One day when we were packing for a Salvation Army donation pickup my fiance and I were rushing around because we had scheduled a pickup for 2 PM and were frantically trying to get everything together before they showed up with the truck. Because we had traveled from a different time zone which was one hour ahead of San Diego time, and had not bothered to set our watches, we were using our home time, an hour ahead. At the same time, there weren't any other working clocks in the condo (one was a wind-up, but it had run down and stopped that morning.) This forced us to mistakenly assume it was going on 2 PM when it was actually going on 1 PM local time -- unbeknownst to us giving us another hour to get the boxes packed before the movers arrived and making our need to rush frantically around completely unnecessary.

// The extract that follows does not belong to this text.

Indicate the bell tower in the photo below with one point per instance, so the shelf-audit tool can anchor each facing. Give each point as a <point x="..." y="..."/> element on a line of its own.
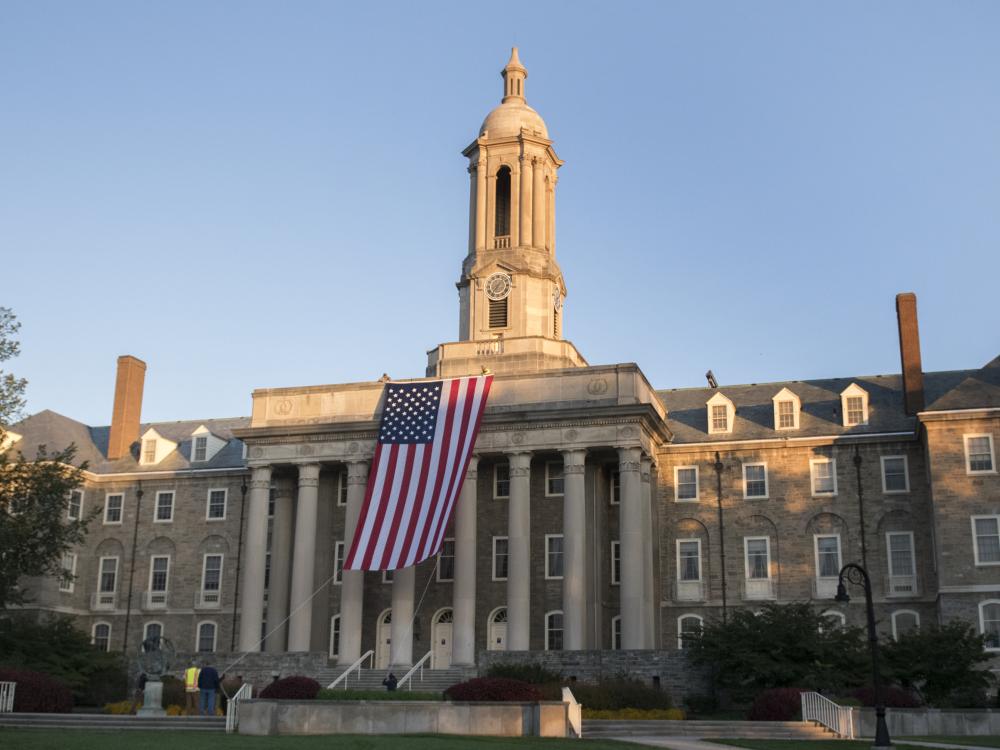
<point x="511" y="290"/>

Suddenly, when we were both about to lose it because of our frantic rushing to pack, the grandfather clock in the entryway, which had not been running, launched into its Big Ben melody, chiming the 1 PM hour -- the exact time it actually was! Shocked, I walked over to it and, sure enough, it was indeed running -- the pendulum was swinging and it was, in fact, chiming the 1 o'clock hour. Of course, we both realized we still had an hour before the movers arrived, and while shocked the clock had inexplicably gone off, breathed a sigh of relief that we had more time.
Now I ask you, the reader: Was this my sister reminding me of the correct San Diego time, and alerting us to the fact that we still had another hour to pack before the movers got there and to stop rushing around like idiots, or was it some sort of coincidence? Knowing what a stickler my sister had been in life over details, the time of the day being one, I tend to think it was the former.
However, I do posess a practical mind, and I understand that there exist occurrances of many small ongoing tremors in the San Diego area due to its location on active faultlines, and that one of these tremors could have possibly started the clock's pendulum to start swinging, but, how in the world does a practical mind explain the fact that the clock started up right at the exact, correct local time, and at a time when our knowing the real time was so consequential?
When I really give it some thought I have to say, "Thanks, sis."